Ainsi, le géant industriel américain qui a racheté la branche énergie d’Alstom en 2015 sous l’impulsion d’Emmanuel Macron, alors ministre de l’Économie, a organisé l’évaporation de quelques 800 millions d’euros entre 2015 et 2020, vers la Suisse et dans l’État américain du Delaware. Un argent qui, selon toute vraisemblance et d’après les attendus de la plainte déposée par le CSE et l’intersyndicale, a été prélevé sur les bénéfices de l’activité turbine à gaz du site de Belfort, ce qui en menace l’existence même et induit des conséquences industrielles directes. Car cette minoration des bénéfices est utilisée pour diminuer les budgets d’investissement dédiés à l’outil industriel, modérer la politique salariale, justifier les plans sociaux et les délocalisations comme le soulignent les syndicats
Selon Disclose (1), General Electric « aurait bénéficié d’un protocole -dit de relation de confiance- avec l’administration fiscale française ». Il s’agit d’un mécanisme qui donne les moyens à une entreprise de fournir à Bercy les éléments permettant de valider son schéma fiscal, notamment les liens et les relations avec ses filiales. En retour, après validation, le fisc est censé par la suite ne plus effectuer de contrôle. Cette validation a été démentie par le ministère de l’Economie et des Finances. « Bercy et la DGFIP (2) n’ont jamais validé ce montage », répond la DGFIP dans un communiqué à l’AFP. De son côté, Général Electric assure la main sur le cœur, toujours à l’AFP, que le groupe « respecte les règles fiscales des pays dans lesquels l’entreprise opère ». Sans s’engager plus avant, il convient néanmoins de souligner qu’en matière de prix de transferts (répartition-ventilation des charges et des produits entre les diverses filiales d’un groupe), et au cas d’espèce c’est bien de prix de transfert qu’il s’agit, des discussions ont régulièrement lieu entre Bercy et les représentants des multinationales pour convenir tacitement d’un accord. Un système qui, ramené au sujet General Electric, aboutit à faire perdre des centaines de millions d’euros d’impôts au fisc français. Sachant qu’il est très difficile d’évaluer précisément la somme réelle qui échappe ainsi à l’État Français, le manque à gagner en termes de recettes fiscales peut cependant être estimé entre 150 et 300 millions d’euros. C’est d’autant plus ennuyeux que tout cela se produit à l’abri d’un accord passé avec l’administration fiscale. Un « protocole » qui relève des nouvelles procédures « d’autocontrôle » mises en place en matière de contrôle fiscal des entreprises et qui bien évidemment ne bénéficie pas qu’à General Electric.

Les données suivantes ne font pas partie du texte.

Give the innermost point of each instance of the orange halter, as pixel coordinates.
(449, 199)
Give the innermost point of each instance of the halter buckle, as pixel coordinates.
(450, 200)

Pour mémoire, cette procédure « d’autocontrôle » prend sa source dans les dispositifs d’accompagnement fiscal faisant partie du Pacte de compétitivité, et concerne particulièrement la pratique du contrôle fiscal des entreprises (3). En fait, il s’agit d’une évolution de la mission de contrôle fiscal externe (4) qui répond au doux nom de « contrôle fiscal en amont ». Ce système a été travaillé et adopté sous la présidence de François Hollande reprenant un projet retoqué de Nicolas Sarkozy qui, lui, s’appelait « garantie ». Dans les faits, il s’agit de garantir aux entreprises une pratique assouplie de la mission de contrôle fiscal de leur bilan comptable. Sur le fond, cela consiste à faire évoluer la mission de contrôle vers une sorte de super-conseil au prétexte d’un faux donnant-donnant car dans les faits ce sont bien les entreprises qui en tirent l’ensemble des avantages. En effet, elles seulement bénéficient d’une périodicité de contrôle beaucoup plus étendue et peuvent de plus, en cas de contrôle postérieur, se prévaloir de l’avis de l’administration pour justifier leur choix. Une pratique qui relève de la logique du rescrit. Un système qui est de la plus pure inspiration des thèses d’Adam Smith pour qui le marché est autorégulateur, c’est-à-dire qu’il est en capacité de se réguler lui-même. En l’espèce cela voudrait dire que les entreprises dans un grand élan de lucidité s’apercevraient tout à coup que leurs dérives fiscales ayant dépassé une sorte de Rubicon fiscal et moral, reviendraient d’elles-mêmes à des pratiques plus orthodoxes. Pour l’heure l’autocontrôle, cela donne l’e.coli dans les abattoirs, cela provoque 100 000 morts avec l’amiante, et l’autocontrôle fiscal des entreprises, cela donne zéro impôt. On pourra toujours se consoler en disant que ça économise des emplois d’inspecteurs-vérificateurs des impôts… Car en arrière-plan est l’idée que le contrôle coûte cher et que l’autocontrôle ne serait finalement pas plus mal.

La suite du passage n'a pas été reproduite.